September 2014 marks the 100th anniversary of the opening of the Washington, D.C. city post office building. While the building still has an operating post office, the bulk of the space was turned over to other agencies after an extensive renovation of the building at the end of the 20th century. Among the new tenants to the building was the Smithsonian’s National Postal Museum, which opened in 1993, having moved many of its objects and staff over from the National Museum of American History.
The building is located on Massachusetts avenue next to Union Station, which had itself just opened seven years earlier. At the turn of the 20th century, Washington’s main city post office was in a large building on Pennsylvania avenue, but had lost much of its space to the postmaster general and the department’s national operations. DC postmaster Benjamin Barnes and Postmaster General Meyer urged Congress to find a new building. Barnes argued that a new space, located near the new train station, would allow for speedier mail deliveries, since mail could be transferred immediately from train cars to a building next door for processing.
Congress began considering the bill in the House early in 1908 and agreed on funding soon thereafter. Plans for construction of the post office were submitted by Daniel H. Burnham & Company, the Chicago architects who had designed Union Station. In addition to housing the city post office, officials planned on moving in a number of national mail services, including the division of railway mail service, the dead letter office and the area’s postal inspectors.
To insure rapid mail transit between Union Station and the new post office, an elevated bridge was to be constructed to link the two buildings. Postal officials boasted that mail coming into the city by train would “be on the assorting table . . . within a minute after the train comes to a stop.”(1) Helping to speed things along even more, the Post Office Department purchased new motor trucks and automobiles, replacing the horse-drawn wagons that had been carrying mail over the city’s streets.
Construction began in 1911 and the building’s foundation was laid on March 2, 1912. Little expense was spared as both Congress and the Post Office Department continued to boast of the new building as a model for the entire nation. The building’s exterior was white Vermont granite. The main lobby was 250 feet long and decorated with 24 massive columns, each 28” in diameter and 20’ high and constructed of gray New Hampshire granite at a final cost of $1,200 each. The lobby’s floor was covered in Tennessee marble.

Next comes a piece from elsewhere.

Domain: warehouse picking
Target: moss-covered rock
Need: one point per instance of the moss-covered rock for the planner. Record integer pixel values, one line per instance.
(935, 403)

The public could use one of the hand-carved marble, bronze and glass writing tables for addressing or writing their letters. The writing table tops rested on carved marble lions that gave the impression of the great beasts standing back to back. The lobby’s lighting was provided by a massive bronze chandelier that hung over the center table as well as a series of eight-foot high pedestal lights lining the corridor. A series of glazed and bronzed grilled windows also lined the lobby, offering the public a number of clerks stationed at them to provide all measure of postal needs. The final cost for the lobby’s magnificence was $400,000.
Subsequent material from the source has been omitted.